For the seventh consecutive month last February, the average rate of a mortgage has oscillated between 1.44 and 1.45% according to the Housing Credit Observatory. This time, it fell to 1.44%. The other constants is that these real interest rates remain negative and that the duration has further increased to reach 230 months.
Sustainably low rates
As we announced to you, the return to the rise in the rates of the mortgage is not for now. They have remained below 1.50% for a year, and have fluctuated by one basis point since last June. If they had started 2019 at 1.45% in January, they are back to their level at the end of 2018 (1.44%). A floor level that seems difficult to break through. However, this is enough to offer negative real interest rates for the ninth consecutive month, which has been unprecedented since 1974.
Home loans approach 20 years on average
In detail, mortgage rates in February 2019 average 1.22% over 15 years , 1.39% over 20 years and 1.63% over 25 years. The overall average can therefore be explained by a continuous increase in the average duration, which is now approaching 20 years. It is precisely 230 months, 19 years and two months, whereas it was only 216 months a year earlier (18 years). The proportion of home loans granted over 20 years is still increasing (almost 72%), while that of loans signed over 15 years continues to melt (8.6% compared to 21.5% in 2014 ).

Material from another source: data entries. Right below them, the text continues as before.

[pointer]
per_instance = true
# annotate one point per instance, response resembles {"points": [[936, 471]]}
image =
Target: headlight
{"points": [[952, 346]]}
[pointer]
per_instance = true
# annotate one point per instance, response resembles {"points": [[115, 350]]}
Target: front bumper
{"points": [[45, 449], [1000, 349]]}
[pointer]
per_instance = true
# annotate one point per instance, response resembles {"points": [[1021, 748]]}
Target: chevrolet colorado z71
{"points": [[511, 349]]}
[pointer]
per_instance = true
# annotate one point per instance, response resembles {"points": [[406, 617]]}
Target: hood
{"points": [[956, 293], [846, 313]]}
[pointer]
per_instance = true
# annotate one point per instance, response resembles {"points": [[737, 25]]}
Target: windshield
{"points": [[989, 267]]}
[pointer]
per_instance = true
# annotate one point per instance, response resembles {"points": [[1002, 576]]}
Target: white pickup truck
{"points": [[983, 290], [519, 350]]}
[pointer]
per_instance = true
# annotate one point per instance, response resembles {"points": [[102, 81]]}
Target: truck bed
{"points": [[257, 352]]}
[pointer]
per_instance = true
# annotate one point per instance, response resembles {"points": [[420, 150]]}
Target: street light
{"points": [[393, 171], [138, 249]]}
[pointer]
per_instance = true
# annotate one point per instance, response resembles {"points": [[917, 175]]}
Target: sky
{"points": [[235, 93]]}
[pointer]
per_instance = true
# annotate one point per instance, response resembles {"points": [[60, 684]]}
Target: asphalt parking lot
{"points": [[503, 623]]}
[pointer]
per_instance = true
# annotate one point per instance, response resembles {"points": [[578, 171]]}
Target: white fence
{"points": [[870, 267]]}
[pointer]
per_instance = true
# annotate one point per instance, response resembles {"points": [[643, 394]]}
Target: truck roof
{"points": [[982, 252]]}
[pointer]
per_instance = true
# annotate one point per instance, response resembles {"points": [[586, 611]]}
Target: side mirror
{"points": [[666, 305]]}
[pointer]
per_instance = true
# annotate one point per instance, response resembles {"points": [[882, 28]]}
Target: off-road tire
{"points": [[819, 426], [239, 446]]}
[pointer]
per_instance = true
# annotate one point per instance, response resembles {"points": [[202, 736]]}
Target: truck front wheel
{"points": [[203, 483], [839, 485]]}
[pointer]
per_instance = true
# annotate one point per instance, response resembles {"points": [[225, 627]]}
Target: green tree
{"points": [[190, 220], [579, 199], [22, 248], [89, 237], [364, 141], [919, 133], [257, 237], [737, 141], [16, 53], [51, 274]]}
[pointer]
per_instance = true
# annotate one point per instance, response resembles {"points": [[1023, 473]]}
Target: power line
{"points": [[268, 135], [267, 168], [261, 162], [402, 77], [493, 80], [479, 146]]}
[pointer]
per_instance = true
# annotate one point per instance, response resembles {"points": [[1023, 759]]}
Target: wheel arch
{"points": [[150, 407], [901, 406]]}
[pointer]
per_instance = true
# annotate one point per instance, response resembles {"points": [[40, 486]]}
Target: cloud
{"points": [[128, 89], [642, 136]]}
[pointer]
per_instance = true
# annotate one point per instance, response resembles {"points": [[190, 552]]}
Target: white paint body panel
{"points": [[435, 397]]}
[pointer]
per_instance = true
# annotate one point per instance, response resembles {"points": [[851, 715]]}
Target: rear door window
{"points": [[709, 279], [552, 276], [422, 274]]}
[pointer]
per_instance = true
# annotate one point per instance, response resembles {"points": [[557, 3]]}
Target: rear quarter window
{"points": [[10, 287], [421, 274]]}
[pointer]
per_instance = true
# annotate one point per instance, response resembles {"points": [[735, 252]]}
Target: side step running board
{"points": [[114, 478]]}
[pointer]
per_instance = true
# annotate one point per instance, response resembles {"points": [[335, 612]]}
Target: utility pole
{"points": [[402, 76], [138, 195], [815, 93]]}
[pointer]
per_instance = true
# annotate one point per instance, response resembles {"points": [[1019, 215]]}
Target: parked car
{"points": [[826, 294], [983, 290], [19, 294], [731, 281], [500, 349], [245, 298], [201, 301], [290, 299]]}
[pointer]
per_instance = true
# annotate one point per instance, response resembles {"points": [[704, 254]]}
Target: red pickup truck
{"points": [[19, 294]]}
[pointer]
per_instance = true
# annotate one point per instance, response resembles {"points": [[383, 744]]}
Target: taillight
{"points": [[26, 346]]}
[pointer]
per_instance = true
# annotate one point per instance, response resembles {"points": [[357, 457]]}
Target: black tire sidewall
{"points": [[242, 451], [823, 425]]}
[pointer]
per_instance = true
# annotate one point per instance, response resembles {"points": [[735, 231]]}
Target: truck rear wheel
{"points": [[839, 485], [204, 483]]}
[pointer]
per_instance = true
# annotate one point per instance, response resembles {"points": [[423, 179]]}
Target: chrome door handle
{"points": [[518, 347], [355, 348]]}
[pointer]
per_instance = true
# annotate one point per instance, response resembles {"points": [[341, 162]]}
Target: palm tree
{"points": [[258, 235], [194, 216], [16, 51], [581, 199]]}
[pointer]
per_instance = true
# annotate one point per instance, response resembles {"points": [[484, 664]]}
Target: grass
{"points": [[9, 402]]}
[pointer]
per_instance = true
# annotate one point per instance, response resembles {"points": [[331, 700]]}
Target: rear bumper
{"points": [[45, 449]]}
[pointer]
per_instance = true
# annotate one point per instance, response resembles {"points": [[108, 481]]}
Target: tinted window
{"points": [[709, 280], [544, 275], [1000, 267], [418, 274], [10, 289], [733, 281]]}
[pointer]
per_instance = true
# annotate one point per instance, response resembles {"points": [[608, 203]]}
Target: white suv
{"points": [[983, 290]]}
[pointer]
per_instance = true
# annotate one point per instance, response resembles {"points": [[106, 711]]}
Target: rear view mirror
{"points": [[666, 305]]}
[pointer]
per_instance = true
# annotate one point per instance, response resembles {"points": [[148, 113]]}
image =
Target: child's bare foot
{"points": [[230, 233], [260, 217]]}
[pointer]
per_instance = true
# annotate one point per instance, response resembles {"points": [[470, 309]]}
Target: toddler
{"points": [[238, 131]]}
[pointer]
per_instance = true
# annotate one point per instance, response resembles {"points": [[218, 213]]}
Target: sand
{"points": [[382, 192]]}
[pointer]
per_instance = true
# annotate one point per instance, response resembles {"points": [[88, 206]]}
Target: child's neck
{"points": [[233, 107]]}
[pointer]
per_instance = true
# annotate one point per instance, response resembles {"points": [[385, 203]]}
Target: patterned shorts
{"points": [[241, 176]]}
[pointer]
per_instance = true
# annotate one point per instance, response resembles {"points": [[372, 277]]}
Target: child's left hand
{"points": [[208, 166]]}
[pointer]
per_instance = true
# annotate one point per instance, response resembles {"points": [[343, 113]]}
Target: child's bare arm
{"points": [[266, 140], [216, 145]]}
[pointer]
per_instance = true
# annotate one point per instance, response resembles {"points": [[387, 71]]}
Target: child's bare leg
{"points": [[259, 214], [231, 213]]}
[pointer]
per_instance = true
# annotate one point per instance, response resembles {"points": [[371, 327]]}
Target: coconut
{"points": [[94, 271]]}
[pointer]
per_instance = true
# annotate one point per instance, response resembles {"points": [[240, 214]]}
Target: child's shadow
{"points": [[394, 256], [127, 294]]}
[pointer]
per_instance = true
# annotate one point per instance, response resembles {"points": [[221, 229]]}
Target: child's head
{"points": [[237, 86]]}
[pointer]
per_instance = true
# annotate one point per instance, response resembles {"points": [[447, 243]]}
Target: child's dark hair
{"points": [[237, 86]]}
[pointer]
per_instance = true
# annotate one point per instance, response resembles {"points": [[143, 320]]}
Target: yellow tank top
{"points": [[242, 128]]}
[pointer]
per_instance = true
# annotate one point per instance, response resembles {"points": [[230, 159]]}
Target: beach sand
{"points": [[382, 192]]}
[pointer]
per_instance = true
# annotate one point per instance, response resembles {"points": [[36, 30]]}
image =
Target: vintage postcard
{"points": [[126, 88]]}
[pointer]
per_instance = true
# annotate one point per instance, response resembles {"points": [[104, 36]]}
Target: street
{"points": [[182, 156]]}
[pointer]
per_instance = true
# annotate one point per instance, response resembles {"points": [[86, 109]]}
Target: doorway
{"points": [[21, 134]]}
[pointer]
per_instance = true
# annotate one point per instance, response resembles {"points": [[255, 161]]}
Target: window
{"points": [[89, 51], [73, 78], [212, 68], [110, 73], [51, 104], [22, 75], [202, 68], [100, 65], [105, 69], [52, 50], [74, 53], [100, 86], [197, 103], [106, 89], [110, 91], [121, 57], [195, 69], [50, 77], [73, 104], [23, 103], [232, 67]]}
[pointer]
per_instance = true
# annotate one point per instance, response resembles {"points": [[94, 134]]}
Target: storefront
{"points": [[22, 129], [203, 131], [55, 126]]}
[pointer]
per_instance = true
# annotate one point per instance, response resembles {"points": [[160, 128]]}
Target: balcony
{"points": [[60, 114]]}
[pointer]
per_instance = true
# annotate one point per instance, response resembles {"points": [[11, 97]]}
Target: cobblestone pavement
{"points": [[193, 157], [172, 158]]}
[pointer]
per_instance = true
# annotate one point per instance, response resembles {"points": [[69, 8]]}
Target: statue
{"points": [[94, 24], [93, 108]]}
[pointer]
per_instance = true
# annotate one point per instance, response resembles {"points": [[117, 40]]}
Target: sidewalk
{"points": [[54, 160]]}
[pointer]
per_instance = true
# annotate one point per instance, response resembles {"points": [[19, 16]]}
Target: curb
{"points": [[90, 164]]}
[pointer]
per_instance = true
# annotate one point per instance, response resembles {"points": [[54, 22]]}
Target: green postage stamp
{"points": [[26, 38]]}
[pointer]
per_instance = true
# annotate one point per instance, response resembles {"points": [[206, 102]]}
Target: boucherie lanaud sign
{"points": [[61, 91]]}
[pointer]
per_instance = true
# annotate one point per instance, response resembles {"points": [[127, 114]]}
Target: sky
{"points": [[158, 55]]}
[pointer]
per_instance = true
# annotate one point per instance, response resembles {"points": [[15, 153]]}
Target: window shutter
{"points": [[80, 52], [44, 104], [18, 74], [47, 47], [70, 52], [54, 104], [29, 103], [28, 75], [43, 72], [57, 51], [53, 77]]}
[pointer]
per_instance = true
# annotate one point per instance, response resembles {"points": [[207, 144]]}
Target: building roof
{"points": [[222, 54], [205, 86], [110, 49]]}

The rise in prices is felt
Despite the tension over the purchasing power debated during the Great National Debate, the activity of the mortgage market remains dynamic according to the Housing Credit Observatory in February 2019. The amount of loan production increased by 11.5 % between December and February compared to the previous year, while the number of loans granted increased by 2.6% over the same period. These figures are largely explained by the rise in home loans , which force buyers to borrow more. The average relative cost also increased again in February to 4.3 years of income (+0.1 compared to last year).